NeuralGCM is a general purpose atmospheric model. It has its own differentiable numerical solver together with a neural network so that the model learns the difference between the ground truth in regridded ERA5 input and the prediction made by the numerical solver. As a result, forecasts made by the NeuralGCM model can approximate effects of physical processes even not resolved by the numerical solver, for example cloud and precipitation.
In the paper, the authors show four different models, deterministic model at 2.8°, 1.4° and 0.7° resolution and the ensemble model at 1.4° resolution. They all outperform previous state-of-the-art models.
- the deterministic model at 2.8° resolution generates prediction of temperatures over the 40 years between 1980 and 2020 with 1/3 of the average error in the forecast made by atmosphere-only models (AMIP) from the Climate Model Intercomparison Project
- the deterministic model at 1.4° resolution has 15–50% less error when predicting humidity and temperature data from 2020. It also predicts tropical cyclone patterns that matched the number and intensity of storms observed in the same areas that year(2020)
- the deterministic model at 0.7° resolution matches the performance of GraphCast for weather forecast accuracy up to 5 days.
- the ensemble model at 1.4° resolution generates ensemble with the accuracy better than that of ECMWF-ENS 95% of the time for 2–15 day forecasts.
At NCI, we prepared the environment for this model.
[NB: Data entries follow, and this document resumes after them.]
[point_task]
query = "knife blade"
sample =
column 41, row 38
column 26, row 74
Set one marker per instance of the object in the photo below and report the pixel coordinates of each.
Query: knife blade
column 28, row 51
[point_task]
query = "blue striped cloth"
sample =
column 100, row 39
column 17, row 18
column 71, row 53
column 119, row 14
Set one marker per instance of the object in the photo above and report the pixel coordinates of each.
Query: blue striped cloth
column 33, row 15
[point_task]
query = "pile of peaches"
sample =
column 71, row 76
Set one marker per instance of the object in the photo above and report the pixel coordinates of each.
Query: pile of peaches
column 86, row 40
To facilitate further evaluation, we also include the WeatherBench2 python package together with dask and GPU dashboard in case intensive IO and/or compute is required. We have two relevant notebooks:
- inference notebook to replicate the example shown in their official document using the deterministic model at 1.4° resolution.
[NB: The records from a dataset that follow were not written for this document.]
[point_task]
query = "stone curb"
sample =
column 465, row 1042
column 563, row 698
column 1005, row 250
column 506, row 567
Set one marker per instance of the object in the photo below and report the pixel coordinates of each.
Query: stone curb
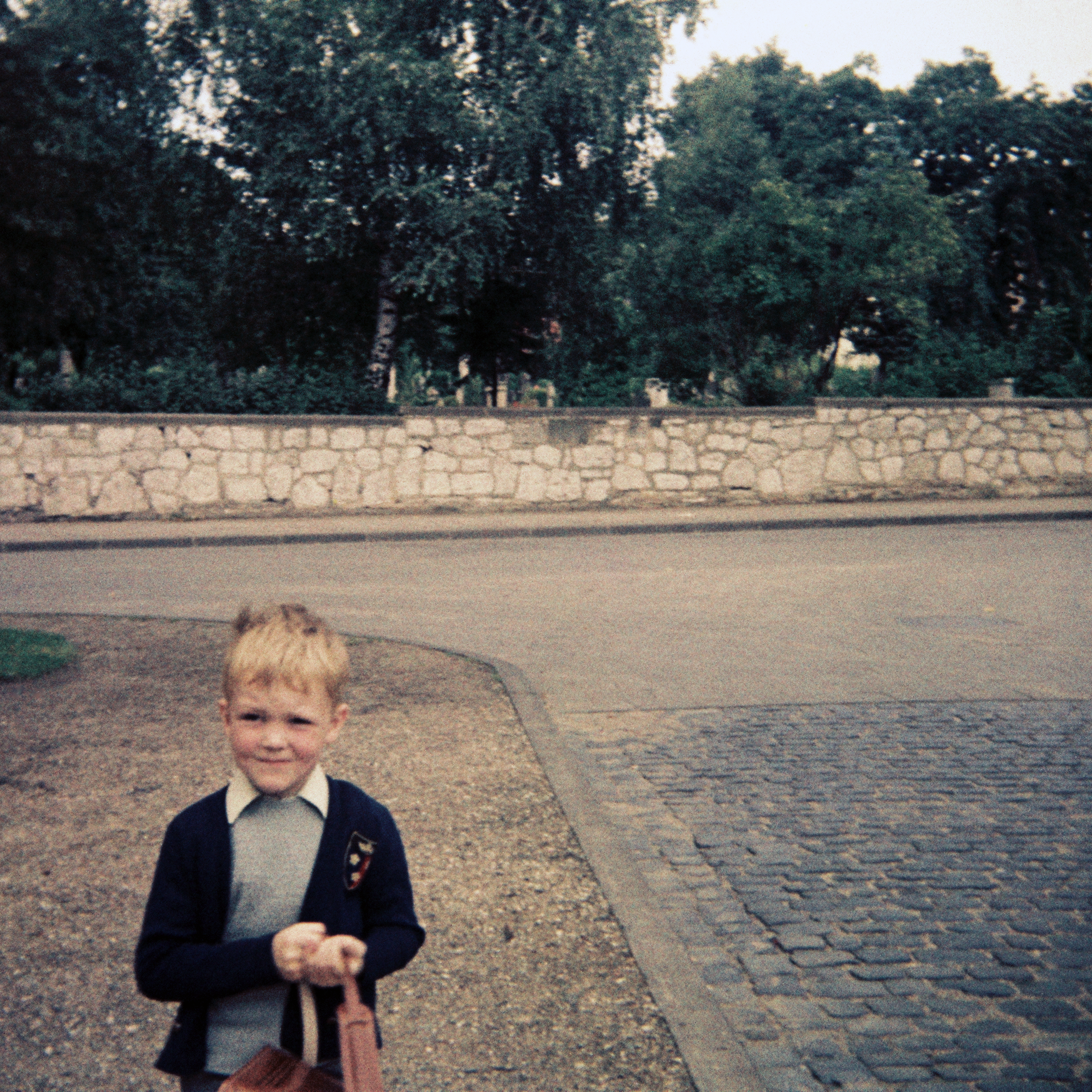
column 712, row 1051
column 710, row 526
- fine-tuning notebook to reduce the coordination transformation loss using the deterministic model at 2.8° resolution.
Use the Environment
$ module use /g/data/dk92/apps/Modules/modulefiles/ $ module load neuralgcm/24.07 $ python3 >>> import neuralgcm >>> neuralgcm.__version__ '1.0.0' >>> import weatherbench2 >>> weatherbench2.__version__ '0.1.0'
Run the tested notebook
- Go to ARE site: are.nci.org.au
- Fill out the JupyterLab request form
- Walltime (hours): 1
- Queue: analysis
- Compute Size: 1gpu
- Project: <xy01>
- Storage: gdata/dk92+gdata/rt52+scratch/<xy01>
- Click Advanced options and fill in the following fields
- Module directories: /g/data/dk92/apps/Modules/modulefiles/
- Modules: neuralgcm/24.07
- Jobfs size: 10GB
- Launch the session to run the tested notebook
Note on the tested notebook
- copy the tested notebook from either/all of the following paths to your own working directory. If your working directory is different from "/scratch/<xy01>", remember to change the storage directive in the JupyterLab request form accordingly.
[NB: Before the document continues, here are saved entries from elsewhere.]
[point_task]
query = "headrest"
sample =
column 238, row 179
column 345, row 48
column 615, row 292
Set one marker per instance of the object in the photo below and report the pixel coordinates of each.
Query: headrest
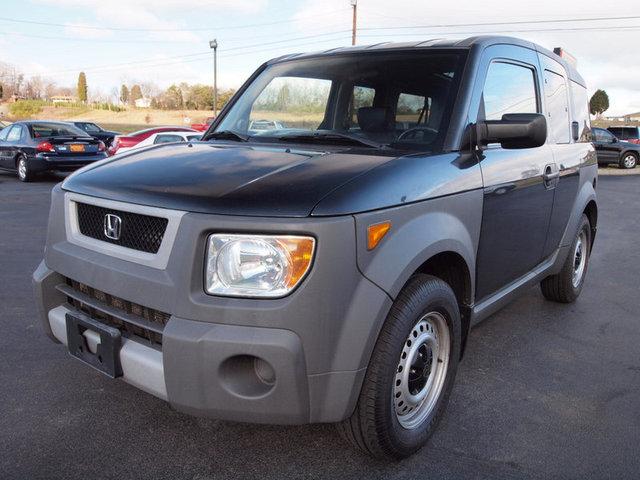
column 373, row 119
- /g/data/dk92/notebooks/examples-aiml/neuralgcm/neuralgcm_inference_deterministic.ipynb
- /g/data/dk92/notebooks/examples-aiml/neuralgcm/neuralgcm_finetuning.ipynb
- both notebooks can run on a small dataset identical to what is used in the original document. If necessary, modify src="nci" in the notebook to compose the dataset with arbitrary timestamps from NCI ERA5 directly.